Com a desarticulação do PCB, o movimento operário e sindical se reorganizou fora de sua esfera de influência. Em São Paulo, o sindicalista Luiz Inácio Lula da Silva organizaria uma série de greves gerais, dando origem ao movimento chamado Novo Sindicalismo, que abriria um novo foco de oposição à ditadura militar e ensejaria a criação de novo polo aglutinador das forças da esquerda — o recém-criado Partido dos Trabalhadores (PT).

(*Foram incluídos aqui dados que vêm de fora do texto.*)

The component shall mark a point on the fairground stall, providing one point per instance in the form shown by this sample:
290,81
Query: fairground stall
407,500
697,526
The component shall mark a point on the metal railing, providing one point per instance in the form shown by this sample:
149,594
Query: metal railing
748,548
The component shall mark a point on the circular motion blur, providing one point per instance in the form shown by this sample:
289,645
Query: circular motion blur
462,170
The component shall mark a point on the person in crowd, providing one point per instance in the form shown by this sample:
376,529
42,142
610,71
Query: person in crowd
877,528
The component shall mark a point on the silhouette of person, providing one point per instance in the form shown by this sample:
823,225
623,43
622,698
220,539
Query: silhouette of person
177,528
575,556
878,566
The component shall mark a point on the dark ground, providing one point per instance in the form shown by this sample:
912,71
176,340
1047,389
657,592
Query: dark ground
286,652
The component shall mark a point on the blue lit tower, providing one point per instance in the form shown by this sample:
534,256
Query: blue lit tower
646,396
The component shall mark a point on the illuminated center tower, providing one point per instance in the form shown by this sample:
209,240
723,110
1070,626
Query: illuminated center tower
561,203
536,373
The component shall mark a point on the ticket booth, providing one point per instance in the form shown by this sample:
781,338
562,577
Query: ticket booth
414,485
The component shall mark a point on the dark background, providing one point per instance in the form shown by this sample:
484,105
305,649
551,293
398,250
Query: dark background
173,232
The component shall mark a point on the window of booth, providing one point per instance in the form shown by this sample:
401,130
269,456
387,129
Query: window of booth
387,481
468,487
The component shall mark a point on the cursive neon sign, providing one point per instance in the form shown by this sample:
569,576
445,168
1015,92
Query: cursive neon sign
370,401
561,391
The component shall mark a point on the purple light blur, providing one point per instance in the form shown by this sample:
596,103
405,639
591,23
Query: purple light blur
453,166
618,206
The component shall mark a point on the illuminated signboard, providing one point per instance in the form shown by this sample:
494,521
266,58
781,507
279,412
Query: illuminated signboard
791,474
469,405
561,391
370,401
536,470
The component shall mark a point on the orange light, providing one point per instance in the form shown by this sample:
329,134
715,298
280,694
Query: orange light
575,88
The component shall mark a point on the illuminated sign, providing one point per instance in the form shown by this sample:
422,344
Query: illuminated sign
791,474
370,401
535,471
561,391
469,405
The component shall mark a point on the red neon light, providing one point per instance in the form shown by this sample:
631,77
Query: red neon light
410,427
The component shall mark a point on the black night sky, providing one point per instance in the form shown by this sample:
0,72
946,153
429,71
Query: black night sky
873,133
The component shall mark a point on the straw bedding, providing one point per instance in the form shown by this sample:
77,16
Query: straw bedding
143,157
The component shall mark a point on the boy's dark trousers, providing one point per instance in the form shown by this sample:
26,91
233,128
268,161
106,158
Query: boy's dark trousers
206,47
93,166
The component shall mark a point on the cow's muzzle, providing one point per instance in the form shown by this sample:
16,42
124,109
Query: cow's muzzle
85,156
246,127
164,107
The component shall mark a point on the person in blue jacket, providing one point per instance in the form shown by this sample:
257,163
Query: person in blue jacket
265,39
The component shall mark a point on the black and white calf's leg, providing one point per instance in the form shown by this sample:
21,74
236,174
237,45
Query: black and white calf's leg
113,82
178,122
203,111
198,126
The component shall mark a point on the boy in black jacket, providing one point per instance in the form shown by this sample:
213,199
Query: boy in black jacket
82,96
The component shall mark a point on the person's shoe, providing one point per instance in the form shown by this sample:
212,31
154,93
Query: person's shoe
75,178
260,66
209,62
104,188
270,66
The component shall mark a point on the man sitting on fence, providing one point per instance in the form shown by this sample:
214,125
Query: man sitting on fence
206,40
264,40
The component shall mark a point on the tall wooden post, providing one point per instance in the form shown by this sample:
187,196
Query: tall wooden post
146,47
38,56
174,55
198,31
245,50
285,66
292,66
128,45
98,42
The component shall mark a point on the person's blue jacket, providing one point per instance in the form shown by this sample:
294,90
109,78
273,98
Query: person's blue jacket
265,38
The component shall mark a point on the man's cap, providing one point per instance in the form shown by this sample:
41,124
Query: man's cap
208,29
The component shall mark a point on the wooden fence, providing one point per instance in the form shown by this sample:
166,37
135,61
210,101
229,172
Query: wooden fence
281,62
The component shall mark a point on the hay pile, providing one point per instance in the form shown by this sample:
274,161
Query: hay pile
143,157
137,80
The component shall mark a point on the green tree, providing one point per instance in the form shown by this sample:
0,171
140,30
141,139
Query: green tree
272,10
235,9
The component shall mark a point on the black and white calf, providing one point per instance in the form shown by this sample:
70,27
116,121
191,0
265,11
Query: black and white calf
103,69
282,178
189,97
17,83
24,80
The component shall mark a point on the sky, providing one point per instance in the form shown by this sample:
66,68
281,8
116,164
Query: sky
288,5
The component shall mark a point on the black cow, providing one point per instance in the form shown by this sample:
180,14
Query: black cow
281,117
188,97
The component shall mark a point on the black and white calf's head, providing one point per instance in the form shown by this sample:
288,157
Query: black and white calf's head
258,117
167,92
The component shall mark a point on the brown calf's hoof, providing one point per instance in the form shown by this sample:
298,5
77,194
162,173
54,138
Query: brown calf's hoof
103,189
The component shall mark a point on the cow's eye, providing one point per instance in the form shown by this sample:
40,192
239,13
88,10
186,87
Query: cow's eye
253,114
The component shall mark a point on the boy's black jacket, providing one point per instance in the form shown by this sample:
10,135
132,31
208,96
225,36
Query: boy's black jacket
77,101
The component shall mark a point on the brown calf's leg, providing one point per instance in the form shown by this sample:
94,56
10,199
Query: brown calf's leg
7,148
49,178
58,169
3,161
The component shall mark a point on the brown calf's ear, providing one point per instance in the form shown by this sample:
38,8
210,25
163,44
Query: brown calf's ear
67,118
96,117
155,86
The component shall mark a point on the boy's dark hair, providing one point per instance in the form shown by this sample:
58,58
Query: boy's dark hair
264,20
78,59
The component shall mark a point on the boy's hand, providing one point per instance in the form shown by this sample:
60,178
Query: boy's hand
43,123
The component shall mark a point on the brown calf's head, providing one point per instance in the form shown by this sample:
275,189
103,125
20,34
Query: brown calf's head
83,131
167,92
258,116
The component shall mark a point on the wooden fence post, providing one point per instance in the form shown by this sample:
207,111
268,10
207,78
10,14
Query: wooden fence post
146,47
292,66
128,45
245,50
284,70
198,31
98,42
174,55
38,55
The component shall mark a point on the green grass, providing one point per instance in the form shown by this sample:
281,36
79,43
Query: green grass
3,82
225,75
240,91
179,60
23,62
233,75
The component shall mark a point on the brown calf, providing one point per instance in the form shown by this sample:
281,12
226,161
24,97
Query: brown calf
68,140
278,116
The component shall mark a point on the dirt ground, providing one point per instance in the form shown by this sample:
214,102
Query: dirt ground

A abolição do bipartidarismo e a aprovação da anistia deu ao PCB uma oportunidade de rearticulação. O partido, entretanto, teve de lidar com severas divergências internas, agravadas após a saída de Prestes, que acusou a legenda de se tornar “um partido reformista, desprovido do seu caráter revolucionário e dócil aos objetivos do regime ditatorial”. Com a saída de Prestes, Giocondo Dias assumiu o cargo de secretário-geral do partido. Em 1982, o PCB realizou seu VII Congresso, onde tentou, inutilmente, conter o processo de fragmentação.

A crise interna relegou ao PCB um papel secundário no processo de redemocratização, isolando-o ainda mais de suas bases, do sindicalismo e dos movimentos sociais. De volta à legalidade em 1985, o partido não conseguiu reestabelecer uma estratégia de reinserção na nova ordem política, passando a perder militantes e capacidade de articulação e renunciando a quaisquer resquícios de um programa socialista.

A reboque do PMDB, o partido se tornou uma legenda de apoio ao governo de José Sarney. A queda do Muro de Berlim, o esfacelamento do bloco socialista europeu e a dissolução da União Soviética agravaram ainda mais a crise do partido.

O PCB se dividiu então em dois grupos: os liquidacionistas, liderados por Roberto Freire, Rodolfo Konder e Jarbas de Holanda, que propunham o rompimento com o ideário comunista, e os socialistas, liderados por Oscar Niemeyer, Ziraldo, Horácio Macedo e Raimundo Jinkings, entre outros, que eram a favor da reformulação do partido a partir de uma análise concreta da crise política do Leste Europeu.

Dissolução e reorganização

No X Congresso do PCB, realizado em 1992, as lideranças liquidacionistas lograram obter a maioria de votos em prol da dissolução da legenda. Assim, o PCB foi legalmente dissolvido. Em seu lugar, foi fundado o Partido Popular Socialista (PPS), que herdaria o registro eleitoral e patrimônio da agremiação anterior.

Em 2019, o PPS foi rebatizado como Cidadania, concluindo um processo gradual de reposicionamento ideológico de alinhamento ao neoliberalismo e à centro-direita.

Acusando Roberto Freire de articular um golpe, militantes históricos do PCB que eram contrários à dissolução recorreram à Justiça Eleitoral para obter o direito de manter o nome e a sigla da legenda. Surgia assim o Movimento Nacional em Defesa do PCB. O partido obteve seu registro eleitoral definitivo em maio de 1996.

O PCB integrou as coligações que lançaram a candidatura de Lula à Presidência da República nas eleições de 1994, 1998 e 2002. Em 2005, o partido rompeu com o governo petista, argumentando que a gestão de Lula havia optado pela continuidade da política neoliberal.

Desde então, o partido tem privilegiado o lançamento de candidaturas próprias (Ivan Pinheiro em 2010, Mauro Iasi em 2014 e Sofia Manzano em 2022) ou em coligação com o PSOL (Heloísa Helena em 2006, Guilherme Boulos em 2018). O PCB apoiou Lula no segundo turno da eleição de 2022, mas se mantém como “oposição à esquerda” do governo petista.